2012: 11,502 train service hours. Direct operating costs $10.3 million; principal and interest payments on train car loan $1.7 million; total $12 million.
2013: 11,466 train service hours. Actual operating expenses $10.5 million; principal and interest payments on train car loan $2.9 million; total $13.4 million. (Direct operating costs were still being finalized, Pares said.)
2014: 14,100 train projected service hours. Operating budget $12.6 million; principal and interest payments on train car loan $2.9 million; total $15.5 million.

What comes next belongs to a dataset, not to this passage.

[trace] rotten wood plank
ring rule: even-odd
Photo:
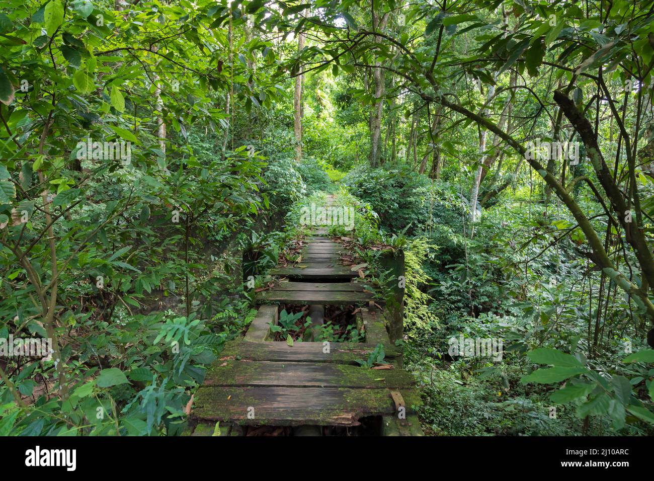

So, with the car lease or loan payments included, Capital Metro originally estimated $5 million operating costs, which projects out to $6.2 million in 2013 dollars. The agency ultimately spent $13.4 million to operate the line and make debt payments on the rail cars in 2013.
Excluding the car payments, 2004’s estimate was $2 million (equal to $2.5 million in 2013 dollars) and 2013’s costs were $10.5 million.
Some context: In an April 22, 2010, news story, the Statesman reported that a Texas Sunset Advisory Commission report found mismanagement at Capital Metro, including poor planning that caused MetroRail to cost $140 million plus $8 million in loan interest on the cars.
MetroRail’s financial picture subsequently improved. In December 2011, the agency reduced its car payments by refinancing the loan, and a Feb. 3, 2013, Statesman news story said that, thanks largely to a $9 million federal grant, "the commuter line is much closer to covering its $14.5 million annual operating cost than in its first two years."
According to Cole, Capital Metro originally said MetroRail annual operating costs "would be about $2.5 million. … last year, it cost $13 million to operate."
He’s correct, even conservative, on the 2013 costs. But Cole understates MetroRail’s initial projected operating costs of $5 million, or $6.2 million in 2013 dollars, which Capital Metro told us didn’t roll in fuel and other costs.
The rail line’s 2013 operating costs, including payments on the rail-car loan, were about $13 million--more than double the inflation-adjusted 2004 estimate, perhaps in part due to trains having more service hours than initially envisioned.
We rate Cole’s statement as Half True.
HALF TRUE – The statement is partially accurate but leaves out important details or takes things out of context.